Locally, there are certain populations that are starting businesses at a much different -- often lower –level than others. There aren’t support systems in place to help these businesses grow, so they can become the types of businesses that we want in our communities. Startup businesses are struggling, and many don’t make it. I think that’s a huge missed opportunity. Making an investment in new businesses would go a long way in growing strong and successful companies that would help project our goals for our community.
What aspect of your work are you most proud of? That’s hard to say. It makes me really proud to know that in our communities, there is a significant amount of people who have been able to realize their dreams, ambitions and goals. It’s rewarding to know that I have been with them along the way, offering assistance and encouragement.
Here at the chamber, our work with Latino businesses impacts families, multiple generations. Just by showing kindness and support for people wanting to start their own businesses, we’re helping transform the community we live in.
How does your cultural background impact the way that you lead? I don’t know if this is cultural – but having the mindset that anything is possible has made a huge impact in the way I work with people.
I learned at an early age that when you hear the word “No,” you’re speaking to the wrong person. No matter what I hear, and no matter what obstacles people have, I believe that there’s a way to make things happen.
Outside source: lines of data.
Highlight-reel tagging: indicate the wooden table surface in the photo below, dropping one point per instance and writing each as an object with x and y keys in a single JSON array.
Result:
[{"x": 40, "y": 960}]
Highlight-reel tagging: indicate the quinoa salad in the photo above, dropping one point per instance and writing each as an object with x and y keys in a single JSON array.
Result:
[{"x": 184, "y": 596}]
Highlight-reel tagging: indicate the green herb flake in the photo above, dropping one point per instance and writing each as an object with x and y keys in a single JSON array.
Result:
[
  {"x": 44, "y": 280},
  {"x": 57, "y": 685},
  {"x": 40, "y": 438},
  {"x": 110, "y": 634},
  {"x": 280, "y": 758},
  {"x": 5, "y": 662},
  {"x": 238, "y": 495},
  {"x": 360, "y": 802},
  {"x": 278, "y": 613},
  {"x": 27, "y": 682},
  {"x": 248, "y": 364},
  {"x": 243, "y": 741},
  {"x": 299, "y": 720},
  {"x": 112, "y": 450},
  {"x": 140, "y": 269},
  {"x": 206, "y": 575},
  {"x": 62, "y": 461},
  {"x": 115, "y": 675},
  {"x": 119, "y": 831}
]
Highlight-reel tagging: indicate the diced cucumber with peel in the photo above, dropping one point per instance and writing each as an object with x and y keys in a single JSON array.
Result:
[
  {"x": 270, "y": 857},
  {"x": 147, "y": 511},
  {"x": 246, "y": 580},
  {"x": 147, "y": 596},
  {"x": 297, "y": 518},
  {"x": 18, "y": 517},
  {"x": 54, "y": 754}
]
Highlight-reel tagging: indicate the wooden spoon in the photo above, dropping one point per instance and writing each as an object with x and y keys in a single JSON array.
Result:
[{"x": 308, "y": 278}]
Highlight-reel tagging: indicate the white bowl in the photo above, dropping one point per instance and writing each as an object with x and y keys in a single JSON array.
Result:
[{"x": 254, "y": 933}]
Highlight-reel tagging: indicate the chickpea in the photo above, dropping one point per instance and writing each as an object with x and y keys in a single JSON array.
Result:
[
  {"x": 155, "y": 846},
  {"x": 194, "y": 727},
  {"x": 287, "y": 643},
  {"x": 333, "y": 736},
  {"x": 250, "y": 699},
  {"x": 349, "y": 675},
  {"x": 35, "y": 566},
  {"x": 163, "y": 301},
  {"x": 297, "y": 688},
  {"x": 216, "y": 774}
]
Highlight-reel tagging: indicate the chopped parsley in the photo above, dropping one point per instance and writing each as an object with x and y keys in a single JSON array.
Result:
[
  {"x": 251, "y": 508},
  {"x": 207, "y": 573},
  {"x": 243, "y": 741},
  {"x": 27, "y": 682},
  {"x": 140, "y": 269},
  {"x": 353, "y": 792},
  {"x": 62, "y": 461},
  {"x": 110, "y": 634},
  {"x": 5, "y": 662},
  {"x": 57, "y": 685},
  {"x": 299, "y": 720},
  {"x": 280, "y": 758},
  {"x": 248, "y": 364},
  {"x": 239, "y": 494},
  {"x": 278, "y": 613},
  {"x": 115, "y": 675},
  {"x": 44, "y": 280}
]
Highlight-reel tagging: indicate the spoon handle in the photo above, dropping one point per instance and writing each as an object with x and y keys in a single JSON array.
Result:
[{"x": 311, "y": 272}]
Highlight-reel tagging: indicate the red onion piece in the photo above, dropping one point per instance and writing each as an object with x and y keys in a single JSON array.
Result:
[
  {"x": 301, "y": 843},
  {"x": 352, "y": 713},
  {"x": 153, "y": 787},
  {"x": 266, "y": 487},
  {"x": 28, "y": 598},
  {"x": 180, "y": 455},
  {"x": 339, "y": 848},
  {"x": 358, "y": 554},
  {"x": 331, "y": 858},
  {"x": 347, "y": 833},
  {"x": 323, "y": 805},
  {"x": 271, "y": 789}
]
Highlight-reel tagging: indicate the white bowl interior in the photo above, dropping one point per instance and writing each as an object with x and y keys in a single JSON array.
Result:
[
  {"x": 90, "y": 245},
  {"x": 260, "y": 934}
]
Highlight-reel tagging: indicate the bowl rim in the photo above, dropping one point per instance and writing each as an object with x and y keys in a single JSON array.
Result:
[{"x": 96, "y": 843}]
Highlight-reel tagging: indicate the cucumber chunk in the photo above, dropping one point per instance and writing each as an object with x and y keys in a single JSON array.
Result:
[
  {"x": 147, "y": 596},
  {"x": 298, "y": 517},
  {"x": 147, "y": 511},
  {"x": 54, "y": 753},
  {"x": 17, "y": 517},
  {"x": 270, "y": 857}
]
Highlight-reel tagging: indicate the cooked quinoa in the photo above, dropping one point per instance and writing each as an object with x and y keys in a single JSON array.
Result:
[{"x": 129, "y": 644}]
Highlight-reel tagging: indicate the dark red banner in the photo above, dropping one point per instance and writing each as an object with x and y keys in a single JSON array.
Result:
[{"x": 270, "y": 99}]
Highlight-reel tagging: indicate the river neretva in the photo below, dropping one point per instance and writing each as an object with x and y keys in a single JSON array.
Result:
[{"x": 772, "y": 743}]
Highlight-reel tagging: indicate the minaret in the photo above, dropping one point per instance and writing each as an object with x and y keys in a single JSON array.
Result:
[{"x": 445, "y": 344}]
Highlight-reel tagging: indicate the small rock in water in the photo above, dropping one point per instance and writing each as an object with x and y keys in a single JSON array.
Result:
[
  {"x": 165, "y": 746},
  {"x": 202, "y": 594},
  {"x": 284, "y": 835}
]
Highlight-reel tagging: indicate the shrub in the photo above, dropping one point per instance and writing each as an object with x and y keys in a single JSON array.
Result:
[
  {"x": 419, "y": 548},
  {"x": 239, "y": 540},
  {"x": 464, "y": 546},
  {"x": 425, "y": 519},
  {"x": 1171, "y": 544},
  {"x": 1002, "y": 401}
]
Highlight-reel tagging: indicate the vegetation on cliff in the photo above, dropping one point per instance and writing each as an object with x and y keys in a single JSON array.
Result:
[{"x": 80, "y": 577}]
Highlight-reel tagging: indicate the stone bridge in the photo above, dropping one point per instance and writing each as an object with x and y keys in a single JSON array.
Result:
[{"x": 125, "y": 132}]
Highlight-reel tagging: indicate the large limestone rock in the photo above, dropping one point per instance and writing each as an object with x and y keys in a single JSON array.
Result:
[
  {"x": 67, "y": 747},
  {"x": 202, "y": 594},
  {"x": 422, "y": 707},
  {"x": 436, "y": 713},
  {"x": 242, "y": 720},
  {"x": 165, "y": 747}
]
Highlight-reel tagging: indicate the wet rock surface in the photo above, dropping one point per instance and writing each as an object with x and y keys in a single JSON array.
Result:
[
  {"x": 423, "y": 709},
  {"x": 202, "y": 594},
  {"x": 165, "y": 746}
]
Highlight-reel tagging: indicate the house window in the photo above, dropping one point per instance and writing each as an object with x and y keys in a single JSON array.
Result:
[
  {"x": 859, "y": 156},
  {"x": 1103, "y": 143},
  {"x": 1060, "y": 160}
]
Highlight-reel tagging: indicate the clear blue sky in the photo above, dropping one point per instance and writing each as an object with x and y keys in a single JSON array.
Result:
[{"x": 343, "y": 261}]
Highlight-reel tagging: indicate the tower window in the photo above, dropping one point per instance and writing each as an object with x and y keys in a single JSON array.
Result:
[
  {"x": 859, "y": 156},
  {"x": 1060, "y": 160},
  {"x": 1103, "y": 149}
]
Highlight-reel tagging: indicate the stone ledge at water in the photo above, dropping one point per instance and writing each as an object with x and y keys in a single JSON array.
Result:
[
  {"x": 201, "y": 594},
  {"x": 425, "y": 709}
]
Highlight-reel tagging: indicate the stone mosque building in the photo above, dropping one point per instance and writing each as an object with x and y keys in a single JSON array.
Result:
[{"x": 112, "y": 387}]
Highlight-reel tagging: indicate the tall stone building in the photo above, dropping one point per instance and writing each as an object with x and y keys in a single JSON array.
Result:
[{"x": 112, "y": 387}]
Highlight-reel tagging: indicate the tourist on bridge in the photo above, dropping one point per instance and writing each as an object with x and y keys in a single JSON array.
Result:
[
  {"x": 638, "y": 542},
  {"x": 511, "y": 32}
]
Perhaps that’s naïve or idealistic, but I have this strong belief that if people decide to create something, they can do it.
I learned a long time ago never to tell someone with a business idea that their plan is not going to work. In the most saturated market, I would point out that challenges exist. I always find it amazing how people always find a way to overcome obstacles.
I am of Puerto Rican descent, and raised in New York. I come from a large family, and everything is about community. Anything you do impacts everybody else, so there’s this consciousness that you’re responsible to the community that you live in.
Here in Oregon, we have the uncanny ability to impact our surroundings and create change. Compared to other places, Oregonians have greater access to politicians and private sector leaders.
What’s on your wish list? The ability to continue to support the community that I live in, in anyway possible. My wish for Oregon is to be able to create the community it wants to have: diverse, sustainable and thriving. I wish that people can continue to come here, raise families, and be able to afford to stay here. Make sure that we’re not leaving anybody behind. My wish is for these values to be passed to the next generation of Oregonians.